Dans les couloirs silencieux d’un gymnase vidé de ses acclamations, il arrive qu’un nom flotte encore, suspendu dans la mémoire des lieux. Ce nom, c’est celui de Mame Maty Mbengue. Pivot inamovible des Lionnes du Sénégal, guerrière élégante des parquets, elle a tout gagné. Pourtant, on parle trop peu d’elle. Peut-être parce qu’elle n’a jamais crié ses exploits. Elle les a juste… accomplis.
Née en 1968 à Dakar, à une époque où les terrains de basket féminins étaient loin d’être en lumière, elle se fait remarquer très tôt. Une présence. Solide. Calme. Redoutable. Elle débute à la Jeanne d’Arc, le berceau des grandes, puis s’envole vers les États-Unis. Central State University lui ouvre ses portes. Là-bas, elle découvre autre chose : la pression, l’exigence, l’élite. Elle ne plie pas. Elle gagne. Et entre dans le Hall of Fame de l’université. Une Sénégalaise, dans ce panthéon du sport universitaire américain.
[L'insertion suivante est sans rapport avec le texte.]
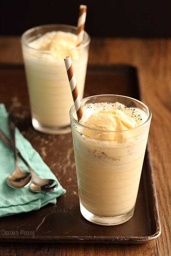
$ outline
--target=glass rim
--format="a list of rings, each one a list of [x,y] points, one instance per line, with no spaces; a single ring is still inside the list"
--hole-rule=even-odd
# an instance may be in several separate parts
[[[133,130],[135,130],[136,129],[137,130],[137,129],[139,129],[140,128],[146,125],[147,123],[149,123],[150,121],[152,116],[152,114],[150,109],[149,109],[148,107],[145,103],[143,103],[143,102],[142,102],[142,101],[141,101],[139,100],[137,100],[136,99],[135,99],[134,98],[132,98],[131,97],[129,97],[129,96],[125,96],[124,95],[121,95],[118,94],[99,94],[99,95],[93,95],[93,96],[88,96],[88,97],[86,97],[86,98],[84,98],[83,99],[81,100],[81,102],[84,101],[87,101],[89,99],[90,99],[93,98],[95,98],[97,97],[101,97],[104,96],[109,97],[111,96],[115,96],[116,97],[122,97],[123,98],[128,99],[132,100],[133,100],[134,101],[136,101],[139,103],[139,104],[141,104],[141,105],[142,105],[144,107],[145,107],[148,111],[149,116],[148,117],[146,121],[144,122],[144,123],[143,123],[143,124],[141,124],[140,125],[139,125],[138,126],[137,126],[136,127],[135,127],[134,128],[132,128],[131,129],[127,129],[127,130],[120,130],[119,131],[108,131],[107,130],[102,130],[99,129],[95,129],[94,128],[92,128],[91,127],[87,127],[84,124],[81,124],[81,123],[79,123],[77,120],[75,119],[74,118],[72,115],[72,112],[74,109],[75,108],[75,108],[74,105],[73,104],[71,108],[69,111],[69,115],[71,120],[72,120],[73,122],[75,124],[76,124],[77,125],[79,125],[80,127],[82,127],[83,128],[86,128],[91,130],[96,131],[97,132],[101,131],[101,132],[105,132],[106,133],[110,133],[113,132],[119,133],[120,132],[123,132],[125,133],[126,132],[129,132]],[[103,102],[103,101],[102,101],[102,102]],[[114,103],[114,102],[113,102],[113,103]],[[137,108],[137,107],[136,107]]]
[[[53,28],[53,27],[54,28],[56,27],[56,28],[58,27],[59,28],[61,27],[61,29],[62,28],[68,28],[70,29],[71,29],[75,30],[76,31],[77,30],[77,27],[75,26],[73,26],[72,25],[68,25],[67,24],[45,24],[44,25],[40,25],[39,26],[37,26],[35,27],[34,27],[32,28],[29,29],[27,29],[27,30],[26,30],[24,32],[22,33],[22,34],[20,37],[21,42],[22,44],[23,44],[23,45],[24,45],[25,46],[26,46],[30,49],[31,49],[32,50],[35,50],[35,51],[38,51],[40,52],[42,52],[48,53],[50,53],[56,52],[66,52],[66,51],[74,51],[74,50],[76,50],[81,49],[81,48],[84,48],[87,46],[89,44],[89,43],[90,43],[90,41],[91,41],[91,38],[90,36],[90,35],[85,30],[84,30],[84,36],[86,37],[86,41],[83,43],[81,44],[78,46],[76,46],[76,47],[75,47],[74,48],[72,48],[69,49],[66,49],[65,50],[44,50],[41,49],[37,49],[36,48],[35,48],[33,47],[31,47],[30,46],[29,46],[29,45],[28,45],[28,43],[30,42],[26,42],[26,41],[25,39],[25,37],[27,35],[28,35],[29,33],[31,33],[31,32],[34,31],[34,30],[38,30],[39,29],[42,29],[44,28]],[[59,29],[59,30],[60,30],[60,29]],[[52,31],[53,30],[52,30],[51,31]],[[49,31],[49,32],[50,32],[50,31]]]

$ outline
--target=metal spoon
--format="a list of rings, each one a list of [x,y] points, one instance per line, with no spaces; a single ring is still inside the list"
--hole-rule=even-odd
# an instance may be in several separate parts
[[[30,184],[32,177],[32,182],[30,186],[30,188],[32,191],[35,192],[49,192],[55,190],[58,186],[57,182],[54,180],[42,179],[39,177],[23,158],[18,150],[16,149],[15,132],[15,126],[11,113],[9,114],[8,125],[11,138],[11,143],[8,138],[1,131],[0,131],[0,135],[4,141],[13,151],[16,167],[12,173],[7,177],[6,180],[7,184],[14,188],[21,188]],[[30,173],[25,172],[20,168],[17,158],[18,156],[27,167]]]

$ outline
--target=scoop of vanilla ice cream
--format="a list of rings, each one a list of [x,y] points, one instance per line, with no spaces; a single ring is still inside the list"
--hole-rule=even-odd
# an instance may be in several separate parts
[[[69,32],[53,31],[48,32],[29,44],[30,47],[35,49],[52,51],[51,55],[54,58],[61,58],[69,55],[72,59],[78,58],[76,50],[70,50],[76,47],[76,35]]]
[[[92,114],[86,125],[93,129],[104,131],[122,131],[137,126],[135,119],[129,117],[119,110],[101,110]]]
[[[118,102],[100,103],[94,106],[89,104],[85,107],[84,110],[86,121],[85,125],[90,129],[85,128],[84,134],[100,139],[123,138],[122,131],[135,128],[147,119],[143,110],[127,108]]]

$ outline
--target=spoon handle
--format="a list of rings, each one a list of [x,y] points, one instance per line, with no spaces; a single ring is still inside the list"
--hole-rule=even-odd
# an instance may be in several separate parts
[[[12,146],[11,145],[11,141],[8,139],[7,136],[0,129],[0,137],[2,140],[5,143],[6,145],[8,146],[11,149],[12,149]],[[30,172],[33,171],[32,169],[30,167],[28,164],[25,160],[24,158],[22,156],[22,155],[18,149],[16,149],[16,152],[18,156],[20,157],[24,163],[25,164],[26,166],[28,168]]]

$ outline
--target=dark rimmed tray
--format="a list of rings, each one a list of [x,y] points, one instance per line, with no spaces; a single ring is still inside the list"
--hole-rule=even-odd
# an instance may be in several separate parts
[[[140,244],[161,233],[149,145],[146,150],[134,214],[127,222],[105,226],[81,216],[71,133],[48,135],[31,123],[23,66],[0,65],[0,102],[13,111],[21,132],[40,154],[67,193],[55,205],[0,218],[0,241]],[[127,65],[88,66],[85,97],[115,94],[141,99],[136,69]]]

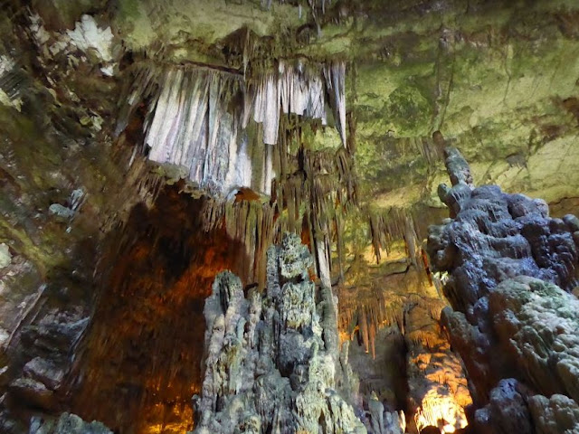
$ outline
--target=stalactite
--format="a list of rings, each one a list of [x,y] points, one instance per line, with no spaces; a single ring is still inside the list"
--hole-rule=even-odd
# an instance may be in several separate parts
[[[268,145],[278,143],[280,115],[320,119],[325,125],[327,94],[346,144],[343,62],[280,61],[272,71],[248,79],[195,65],[154,63],[138,64],[133,74],[132,88],[121,99],[117,134],[127,127],[137,107],[147,103],[144,146],[148,158],[212,195],[224,196],[238,187],[271,194],[274,151]],[[253,152],[258,144],[244,134],[250,118],[261,125],[257,136],[265,152]],[[255,180],[257,167],[261,176]]]

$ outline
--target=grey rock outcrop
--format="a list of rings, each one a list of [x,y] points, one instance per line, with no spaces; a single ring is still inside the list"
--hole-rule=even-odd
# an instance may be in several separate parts
[[[194,432],[365,433],[355,393],[344,392],[355,382],[346,349],[338,351],[335,301],[309,279],[308,249],[286,234],[267,265],[263,297],[245,297],[228,271],[215,278]]]
[[[62,413],[58,420],[33,418],[29,434],[112,434],[100,422],[86,422],[76,414]]]
[[[544,201],[475,188],[447,149],[453,219],[429,228],[432,270],[448,273],[442,312],[465,363],[481,432],[576,432],[579,225]],[[545,395],[545,396],[544,396]],[[550,397],[550,398],[549,398]],[[570,430],[571,429],[571,430]]]

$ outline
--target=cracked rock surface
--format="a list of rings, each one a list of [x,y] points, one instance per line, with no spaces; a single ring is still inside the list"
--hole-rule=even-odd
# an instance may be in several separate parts
[[[449,273],[442,322],[461,355],[481,432],[577,432],[577,219],[545,202],[474,187],[447,148],[453,219],[430,228],[432,269]],[[458,163],[457,163],[458,162]]]
[[[346,347],[338,352],[335,302],[329,289],[310,281],[311,265],[299,238],[286,234],[268,250],[263,297],[250,291],[245,297],[228,271],[217,276],[205,302],[205,375],[195,432],[366,432],[356,392],[346,386],[353,379]],[[375,432],[391,432],[390,414],[384,419],[384,406],[375,407]]]

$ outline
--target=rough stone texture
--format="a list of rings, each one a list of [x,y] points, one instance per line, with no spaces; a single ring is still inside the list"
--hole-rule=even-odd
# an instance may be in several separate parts
[[[567,426],[576,423],[579,301],[568,293],[577,279],[576,219],[549,218],[545,202],[494,185],[473,188],[464,165],[449,162],[460,161],[456,150],[447,155],[453,186],[440,191],[455,218],[431,228],[427,249],[432,269],[449,273],[444,292],[456,311],[445,308],[442,321],[467,368],[476,424],[548,432],[542,427],[557,426],[563,413]],[[565,399],[542,406],[544,397],[529,401],[537,392]]]
[[[366,432],[355,397],[337,384],[348,382],[347,353],[339,356],[334,300],[308,278],[311,264],[299,238],[286,234],[268,251],[263,298],[246,298],[239,278],[218,275],[204,311],[205,375],[195,432]],[[370,423],[389,432],[378,407]]]
[[[33,417],[29,434],[112,434],[102,423],[86,422],[76,414],[62,413],[58,420]]]
[[[441,330],[440,313],[433,317],[414,306],[404,316],[408,410],[419,431],[427,426],[442,432],[464,428],[464,408],[472,403],[461,362]]]

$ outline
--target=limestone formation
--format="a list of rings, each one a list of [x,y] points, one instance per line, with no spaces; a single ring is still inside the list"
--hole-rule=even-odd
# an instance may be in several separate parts
[[[325,126],[328,106],[346,146],[346,66],[280,61],[272,71],[255,75],[144,66],[122,102],[125,115],[117,134],[138,105],[150,99],[145,146],[151,161],[215,195],[240,187],[271,194],[280,116],[295,114]],[[261,126],[261,135],[251,134],[250,119]],[[252,141],[259,143],[257,153]]]
[[[112,431],[100,422],[86,422],[76,414],[62,413],[58,420],[33,417],[29,434],[112,434]]]
[[[449,273],[455,311],[445,308],[442,322],[467,368],[476,425],[574,432],[565,429],[579,423],[579,301],[569,294],[577,219],[550,218],[545,202],[495,185],[475,188],[460,153],[446,154],[452,187],[439,192],[454,218],[430,228],[428,252],[432,269]]]
[[[216,278],[204,312],[205,375],[195,432],[366,432],[355,395],[339,390],[351,375],[347,353],[340,357],[331,290],[316,288],[311,265],[308,249],[288,233],[268,251],[263,296],[245,297],[230,272]],[[370,423],[391,432],[378,407]]]

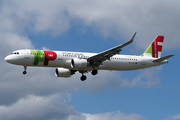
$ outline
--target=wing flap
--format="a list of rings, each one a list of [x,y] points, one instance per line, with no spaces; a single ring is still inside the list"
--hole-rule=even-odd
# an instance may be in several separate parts
[[[135,35],[136,35],[136,32],[134,33],[134,35],[132,36],[132,38],[128,42],[121,44],[121,45],[118,45],[114,48],[108,49],[106,51],[103,51],[103,52],[96,54],[92,57],[89,57],[87,60],[90,62],[90,65],[92,65],[92,66],[94,65],[94,66],[98,67],[99,65],[101,65],[101,63],[103,61],[110,60],[110,58],[112,56],[114,56],[115,54],[119,54],[119,52],[121,51],[121,48],[132,43]]]
[[[172,56],[174,56],[174,55],[168,55],[168,56],[153,60],[153,62],[161,62],[161,61],[164,61],[164,60],[166,60],[166,59],[168,59],[168,58],[170,58]]]

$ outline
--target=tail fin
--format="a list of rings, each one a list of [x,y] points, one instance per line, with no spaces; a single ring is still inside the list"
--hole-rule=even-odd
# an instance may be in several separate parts
[[[164,36],[157,36],[141,56],[160,58],[163,47]]]

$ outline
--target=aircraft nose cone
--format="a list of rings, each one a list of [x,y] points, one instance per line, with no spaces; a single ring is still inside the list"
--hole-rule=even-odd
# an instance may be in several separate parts
[[[13,59],[11,58],[11,56],[7,56],[4,58],[4,60],[8,63],[11,63],[13,61]]]

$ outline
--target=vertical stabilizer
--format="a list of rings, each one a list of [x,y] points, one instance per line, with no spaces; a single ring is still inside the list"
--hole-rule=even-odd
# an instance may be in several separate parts
[[[160,58],[164,36],[157,36],[141,56]]]

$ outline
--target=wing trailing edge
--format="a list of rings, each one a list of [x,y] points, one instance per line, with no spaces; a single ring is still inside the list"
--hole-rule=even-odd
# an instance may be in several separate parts
[[[174,56],[174,55],[168,55],[168,56],[153,60],[153,62],[161,62],[161,61],[164,61],[164,60],[166,60],[166,59],[168,59],[168,58],[170,58],[172,56]]]

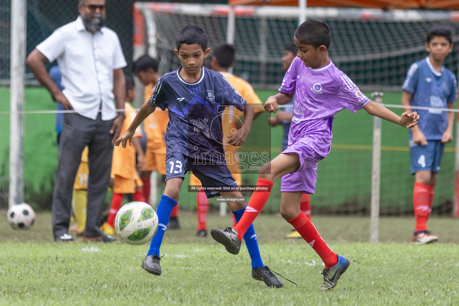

Mais c’est sur les parquets africains qu’elle deviendra légende. AfroBasket 1984, elle n’a que 16 ans, et déjà l’échine des grandes. Puis viennent les années dorées : 1990, 1993, 1997, 2001. Cinq titres continentaux. Quatre titres de MVP. La meilleure, tout simplement. Toujours là, au centre du jeu, tenant la raquette comme une tour dans la mêlée.
Et puis, Sydney, 2000. Les Jeux Olympiques. Le Sénégal est qualifié, elle fait partie de l’aventure. Elle y va comme on entre en guerre, avec cette force tranquille qui ne tremble jamais.
On disait d’elle qu’elle parlait peu. Mais sur le terrain, elle disait tout. À ses coéquipières, elle offrait les écrans, les rebonds, la couverture, la confiance. Au public, elle offrait la victoire. Et quand elle quittait le terrain, c’était toujours sans bruit, mais jamais sans laisser de trace.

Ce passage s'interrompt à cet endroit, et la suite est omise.